No significant circularity; derivation relies on new synthetic data and fresh experiments

full rationale

The paper's central claims about phase transitions in relational semantics emergence and reversal failures being driven by autoregressive order bias are supported by a newly introduced controlled KG-based synthetic text generation framework, from-scratch training of GPT-style models, and direct evaluations on memorization, inference, and generalization to unseen entities. These steps do not reduce to self-definitions, fitted inputs renamed as predictions, or load-bearing self-citations; the synthetic data generation and experimental results constitute independent content that can be inspected and reproduced externally. No equations or premises in the abstract or described chain collapse by construction to prior fitted quantities or author-overlapping uniqueness theorems.

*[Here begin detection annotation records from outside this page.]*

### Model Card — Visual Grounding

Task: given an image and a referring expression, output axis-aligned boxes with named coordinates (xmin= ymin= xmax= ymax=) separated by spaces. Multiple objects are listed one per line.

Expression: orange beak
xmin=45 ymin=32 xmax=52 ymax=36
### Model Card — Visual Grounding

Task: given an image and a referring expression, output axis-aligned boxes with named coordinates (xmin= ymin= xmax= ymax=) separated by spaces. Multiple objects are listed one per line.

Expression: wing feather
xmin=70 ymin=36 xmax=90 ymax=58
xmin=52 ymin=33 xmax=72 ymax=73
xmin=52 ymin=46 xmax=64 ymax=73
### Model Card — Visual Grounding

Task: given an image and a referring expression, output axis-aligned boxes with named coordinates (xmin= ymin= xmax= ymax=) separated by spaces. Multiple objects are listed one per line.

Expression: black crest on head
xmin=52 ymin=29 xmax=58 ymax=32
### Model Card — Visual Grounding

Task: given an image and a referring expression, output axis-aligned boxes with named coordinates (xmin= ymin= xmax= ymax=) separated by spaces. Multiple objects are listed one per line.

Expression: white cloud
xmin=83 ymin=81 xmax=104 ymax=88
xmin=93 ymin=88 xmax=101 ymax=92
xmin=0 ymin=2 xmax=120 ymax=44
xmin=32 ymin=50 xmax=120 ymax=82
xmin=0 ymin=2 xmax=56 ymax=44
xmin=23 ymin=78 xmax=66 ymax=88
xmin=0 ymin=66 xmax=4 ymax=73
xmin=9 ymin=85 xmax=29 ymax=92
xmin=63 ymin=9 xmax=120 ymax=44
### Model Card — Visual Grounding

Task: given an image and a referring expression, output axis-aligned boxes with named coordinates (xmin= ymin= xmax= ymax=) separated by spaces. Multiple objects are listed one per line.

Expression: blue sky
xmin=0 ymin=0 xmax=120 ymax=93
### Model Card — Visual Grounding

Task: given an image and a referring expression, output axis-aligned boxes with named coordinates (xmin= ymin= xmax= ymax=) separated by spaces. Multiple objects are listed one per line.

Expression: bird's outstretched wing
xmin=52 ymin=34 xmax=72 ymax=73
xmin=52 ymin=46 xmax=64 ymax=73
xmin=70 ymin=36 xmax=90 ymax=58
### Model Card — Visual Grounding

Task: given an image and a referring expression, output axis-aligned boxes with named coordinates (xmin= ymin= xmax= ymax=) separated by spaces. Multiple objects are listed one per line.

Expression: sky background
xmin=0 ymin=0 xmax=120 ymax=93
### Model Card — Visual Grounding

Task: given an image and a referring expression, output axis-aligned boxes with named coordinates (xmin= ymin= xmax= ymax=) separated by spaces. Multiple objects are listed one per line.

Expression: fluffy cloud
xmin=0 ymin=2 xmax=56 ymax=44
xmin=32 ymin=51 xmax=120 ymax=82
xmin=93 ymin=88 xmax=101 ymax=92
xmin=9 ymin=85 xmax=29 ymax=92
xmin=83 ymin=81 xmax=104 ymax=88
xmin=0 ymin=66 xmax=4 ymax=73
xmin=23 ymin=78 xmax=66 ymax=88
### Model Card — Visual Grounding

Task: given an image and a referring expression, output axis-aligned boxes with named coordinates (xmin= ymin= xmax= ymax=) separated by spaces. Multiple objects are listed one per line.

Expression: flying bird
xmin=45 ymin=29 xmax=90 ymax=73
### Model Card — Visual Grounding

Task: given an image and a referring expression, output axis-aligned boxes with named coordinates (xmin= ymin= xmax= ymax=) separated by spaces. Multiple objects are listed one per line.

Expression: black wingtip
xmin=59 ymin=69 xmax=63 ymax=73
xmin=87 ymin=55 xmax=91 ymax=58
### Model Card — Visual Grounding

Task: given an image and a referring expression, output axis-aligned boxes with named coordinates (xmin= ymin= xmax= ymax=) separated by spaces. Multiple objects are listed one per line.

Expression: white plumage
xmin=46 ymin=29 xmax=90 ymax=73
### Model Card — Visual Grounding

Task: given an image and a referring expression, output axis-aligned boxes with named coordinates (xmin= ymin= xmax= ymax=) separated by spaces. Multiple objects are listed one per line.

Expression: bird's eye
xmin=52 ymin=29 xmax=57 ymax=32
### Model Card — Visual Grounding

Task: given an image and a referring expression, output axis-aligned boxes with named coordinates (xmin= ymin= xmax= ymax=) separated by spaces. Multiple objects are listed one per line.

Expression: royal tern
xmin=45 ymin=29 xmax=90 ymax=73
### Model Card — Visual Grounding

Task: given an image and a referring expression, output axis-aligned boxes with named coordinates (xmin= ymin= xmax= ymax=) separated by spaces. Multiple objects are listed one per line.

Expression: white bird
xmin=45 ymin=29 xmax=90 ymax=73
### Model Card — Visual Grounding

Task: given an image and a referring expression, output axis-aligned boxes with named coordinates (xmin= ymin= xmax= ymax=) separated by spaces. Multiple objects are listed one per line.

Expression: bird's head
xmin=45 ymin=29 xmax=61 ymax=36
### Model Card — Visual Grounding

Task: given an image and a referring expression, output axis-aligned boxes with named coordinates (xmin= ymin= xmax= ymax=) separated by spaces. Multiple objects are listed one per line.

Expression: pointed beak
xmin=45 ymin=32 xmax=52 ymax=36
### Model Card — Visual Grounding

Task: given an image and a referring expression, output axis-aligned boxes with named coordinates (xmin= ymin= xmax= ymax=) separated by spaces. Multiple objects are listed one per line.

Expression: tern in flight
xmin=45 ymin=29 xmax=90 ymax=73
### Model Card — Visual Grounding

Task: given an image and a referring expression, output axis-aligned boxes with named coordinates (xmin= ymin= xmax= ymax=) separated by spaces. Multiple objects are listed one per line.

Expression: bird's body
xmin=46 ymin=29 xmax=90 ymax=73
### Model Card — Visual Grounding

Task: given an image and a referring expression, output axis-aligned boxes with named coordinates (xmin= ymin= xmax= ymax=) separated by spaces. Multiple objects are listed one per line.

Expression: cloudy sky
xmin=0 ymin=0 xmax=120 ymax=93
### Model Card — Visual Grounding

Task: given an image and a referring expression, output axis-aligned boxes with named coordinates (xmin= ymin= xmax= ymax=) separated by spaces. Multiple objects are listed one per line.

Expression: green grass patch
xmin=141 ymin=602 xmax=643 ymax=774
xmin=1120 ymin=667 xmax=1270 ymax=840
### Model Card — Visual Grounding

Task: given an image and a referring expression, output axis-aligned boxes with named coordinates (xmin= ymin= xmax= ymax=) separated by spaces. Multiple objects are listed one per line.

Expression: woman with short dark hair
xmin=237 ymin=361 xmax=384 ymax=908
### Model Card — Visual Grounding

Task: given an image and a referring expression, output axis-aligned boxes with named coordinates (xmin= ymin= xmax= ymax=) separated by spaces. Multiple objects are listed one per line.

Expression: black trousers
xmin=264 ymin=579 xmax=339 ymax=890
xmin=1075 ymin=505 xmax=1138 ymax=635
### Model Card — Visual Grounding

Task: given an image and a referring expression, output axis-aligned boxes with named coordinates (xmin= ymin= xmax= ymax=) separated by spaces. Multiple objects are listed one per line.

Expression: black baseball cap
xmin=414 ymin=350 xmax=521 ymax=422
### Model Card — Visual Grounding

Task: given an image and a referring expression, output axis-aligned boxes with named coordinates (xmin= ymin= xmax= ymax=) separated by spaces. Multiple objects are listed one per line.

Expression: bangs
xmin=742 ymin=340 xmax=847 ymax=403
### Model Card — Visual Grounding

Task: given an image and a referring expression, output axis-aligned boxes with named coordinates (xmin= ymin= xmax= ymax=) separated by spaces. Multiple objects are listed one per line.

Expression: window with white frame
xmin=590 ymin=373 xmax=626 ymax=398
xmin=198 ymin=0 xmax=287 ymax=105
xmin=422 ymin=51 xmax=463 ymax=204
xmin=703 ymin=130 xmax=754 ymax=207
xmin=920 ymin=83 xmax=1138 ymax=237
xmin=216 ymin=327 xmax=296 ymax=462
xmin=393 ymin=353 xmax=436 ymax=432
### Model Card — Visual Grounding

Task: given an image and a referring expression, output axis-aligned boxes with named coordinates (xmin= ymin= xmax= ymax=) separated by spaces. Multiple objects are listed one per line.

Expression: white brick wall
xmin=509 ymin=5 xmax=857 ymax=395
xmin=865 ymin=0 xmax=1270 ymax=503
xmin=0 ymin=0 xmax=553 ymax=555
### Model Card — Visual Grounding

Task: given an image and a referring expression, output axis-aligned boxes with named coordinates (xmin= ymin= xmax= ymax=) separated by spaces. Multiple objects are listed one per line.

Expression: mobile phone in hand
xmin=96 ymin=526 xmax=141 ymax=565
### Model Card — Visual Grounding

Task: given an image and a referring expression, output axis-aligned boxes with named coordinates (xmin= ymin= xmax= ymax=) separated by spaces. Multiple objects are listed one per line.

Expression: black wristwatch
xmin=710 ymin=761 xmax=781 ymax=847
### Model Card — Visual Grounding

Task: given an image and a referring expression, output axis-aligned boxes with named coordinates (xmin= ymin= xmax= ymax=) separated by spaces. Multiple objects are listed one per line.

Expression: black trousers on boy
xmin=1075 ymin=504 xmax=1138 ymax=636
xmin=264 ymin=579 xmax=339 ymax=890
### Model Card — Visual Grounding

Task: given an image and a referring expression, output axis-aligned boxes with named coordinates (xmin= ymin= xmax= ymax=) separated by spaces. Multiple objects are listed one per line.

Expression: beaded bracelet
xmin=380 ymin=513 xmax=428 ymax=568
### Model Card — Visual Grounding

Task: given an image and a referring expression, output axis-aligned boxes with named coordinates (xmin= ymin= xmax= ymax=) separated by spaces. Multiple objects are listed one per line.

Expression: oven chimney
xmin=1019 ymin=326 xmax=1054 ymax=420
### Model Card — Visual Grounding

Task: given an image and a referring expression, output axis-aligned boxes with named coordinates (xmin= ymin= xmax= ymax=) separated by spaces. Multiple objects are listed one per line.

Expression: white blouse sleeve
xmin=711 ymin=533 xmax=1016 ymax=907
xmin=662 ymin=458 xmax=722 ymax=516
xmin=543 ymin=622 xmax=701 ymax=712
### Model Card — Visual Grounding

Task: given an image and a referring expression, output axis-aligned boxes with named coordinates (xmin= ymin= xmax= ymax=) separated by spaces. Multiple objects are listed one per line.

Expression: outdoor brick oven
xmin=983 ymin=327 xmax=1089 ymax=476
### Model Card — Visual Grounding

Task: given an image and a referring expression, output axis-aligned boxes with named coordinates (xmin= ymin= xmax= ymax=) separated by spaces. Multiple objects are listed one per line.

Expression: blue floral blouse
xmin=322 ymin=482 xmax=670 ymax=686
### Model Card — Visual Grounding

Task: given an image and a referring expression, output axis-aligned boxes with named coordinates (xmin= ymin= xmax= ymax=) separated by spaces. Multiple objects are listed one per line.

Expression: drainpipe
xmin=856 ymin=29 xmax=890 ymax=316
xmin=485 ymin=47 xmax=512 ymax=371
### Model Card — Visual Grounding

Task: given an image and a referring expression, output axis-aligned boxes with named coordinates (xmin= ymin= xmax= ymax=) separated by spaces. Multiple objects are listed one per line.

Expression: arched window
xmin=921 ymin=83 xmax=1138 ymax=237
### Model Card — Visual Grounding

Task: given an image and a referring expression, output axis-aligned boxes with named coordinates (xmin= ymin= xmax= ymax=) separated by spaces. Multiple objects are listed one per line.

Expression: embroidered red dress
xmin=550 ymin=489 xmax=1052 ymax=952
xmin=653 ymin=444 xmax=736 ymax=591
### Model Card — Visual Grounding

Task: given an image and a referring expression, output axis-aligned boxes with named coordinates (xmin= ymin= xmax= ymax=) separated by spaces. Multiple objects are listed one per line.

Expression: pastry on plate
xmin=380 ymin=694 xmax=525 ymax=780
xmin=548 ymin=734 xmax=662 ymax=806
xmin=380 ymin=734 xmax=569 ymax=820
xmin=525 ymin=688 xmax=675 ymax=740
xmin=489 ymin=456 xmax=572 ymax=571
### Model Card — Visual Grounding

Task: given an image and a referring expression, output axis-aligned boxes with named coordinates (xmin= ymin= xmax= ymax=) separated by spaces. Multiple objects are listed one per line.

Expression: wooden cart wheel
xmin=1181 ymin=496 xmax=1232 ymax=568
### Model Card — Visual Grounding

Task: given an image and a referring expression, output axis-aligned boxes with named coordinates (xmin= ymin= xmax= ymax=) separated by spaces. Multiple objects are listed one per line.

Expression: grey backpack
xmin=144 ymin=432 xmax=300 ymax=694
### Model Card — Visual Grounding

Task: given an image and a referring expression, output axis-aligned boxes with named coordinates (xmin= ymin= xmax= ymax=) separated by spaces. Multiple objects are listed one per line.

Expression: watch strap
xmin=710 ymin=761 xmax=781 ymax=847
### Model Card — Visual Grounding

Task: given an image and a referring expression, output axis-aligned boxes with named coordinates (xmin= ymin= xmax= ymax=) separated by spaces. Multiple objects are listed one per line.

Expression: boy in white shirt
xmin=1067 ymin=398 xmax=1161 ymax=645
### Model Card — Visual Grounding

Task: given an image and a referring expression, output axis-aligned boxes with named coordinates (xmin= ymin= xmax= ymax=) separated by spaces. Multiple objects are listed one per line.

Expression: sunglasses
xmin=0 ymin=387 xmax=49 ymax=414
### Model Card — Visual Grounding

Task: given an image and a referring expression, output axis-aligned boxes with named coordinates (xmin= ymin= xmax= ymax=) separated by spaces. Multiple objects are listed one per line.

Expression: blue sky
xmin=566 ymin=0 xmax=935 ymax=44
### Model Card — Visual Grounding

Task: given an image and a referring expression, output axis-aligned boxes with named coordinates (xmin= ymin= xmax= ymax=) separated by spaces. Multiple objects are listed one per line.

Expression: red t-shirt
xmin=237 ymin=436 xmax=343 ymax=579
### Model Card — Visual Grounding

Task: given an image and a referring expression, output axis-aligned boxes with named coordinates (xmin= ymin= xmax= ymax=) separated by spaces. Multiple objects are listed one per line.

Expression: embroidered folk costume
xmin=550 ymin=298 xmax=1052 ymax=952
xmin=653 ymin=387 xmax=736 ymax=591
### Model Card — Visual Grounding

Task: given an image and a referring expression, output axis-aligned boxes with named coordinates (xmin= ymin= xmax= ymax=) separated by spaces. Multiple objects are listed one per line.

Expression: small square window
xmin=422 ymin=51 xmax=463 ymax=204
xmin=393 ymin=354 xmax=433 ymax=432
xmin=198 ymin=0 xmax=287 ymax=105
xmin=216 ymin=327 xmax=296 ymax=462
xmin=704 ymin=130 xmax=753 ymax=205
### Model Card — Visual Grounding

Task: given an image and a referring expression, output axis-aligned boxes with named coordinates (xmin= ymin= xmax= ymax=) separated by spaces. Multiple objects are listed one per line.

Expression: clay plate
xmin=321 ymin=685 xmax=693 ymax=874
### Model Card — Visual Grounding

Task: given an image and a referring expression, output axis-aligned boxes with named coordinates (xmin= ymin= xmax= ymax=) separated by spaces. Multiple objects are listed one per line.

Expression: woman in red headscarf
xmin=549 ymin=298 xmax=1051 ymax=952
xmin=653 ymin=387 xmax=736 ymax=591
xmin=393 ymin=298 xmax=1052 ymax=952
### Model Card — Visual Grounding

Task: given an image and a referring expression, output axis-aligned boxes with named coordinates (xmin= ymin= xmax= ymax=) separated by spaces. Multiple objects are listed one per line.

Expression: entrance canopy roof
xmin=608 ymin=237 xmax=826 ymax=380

Axiom & Free-Parameter Ledger

0 free parameters · 1 axioms · 0 invented entities

The central claims rest on the assumption that synthetic text generated from KG triples accurately isolates relational logic without confounding natural-language artifacts, and that model performance on held-out entities measures semantic understanding rather than surface statistics.

axioms (1)
  • domain assumption Synthetic data from KG triples accurately represents relational logic like symmetry and inversion without introducing unintended statistical cues.
    Invoked when interpreting model success on unseen entities as evidence of learned semantics.

pith-pipeline@v0.9.0 · 5492 in / 1330 out tokens · 58014 ms · 2026-05-16T17:57:00.933518+00:00 · methodology

discussion (0)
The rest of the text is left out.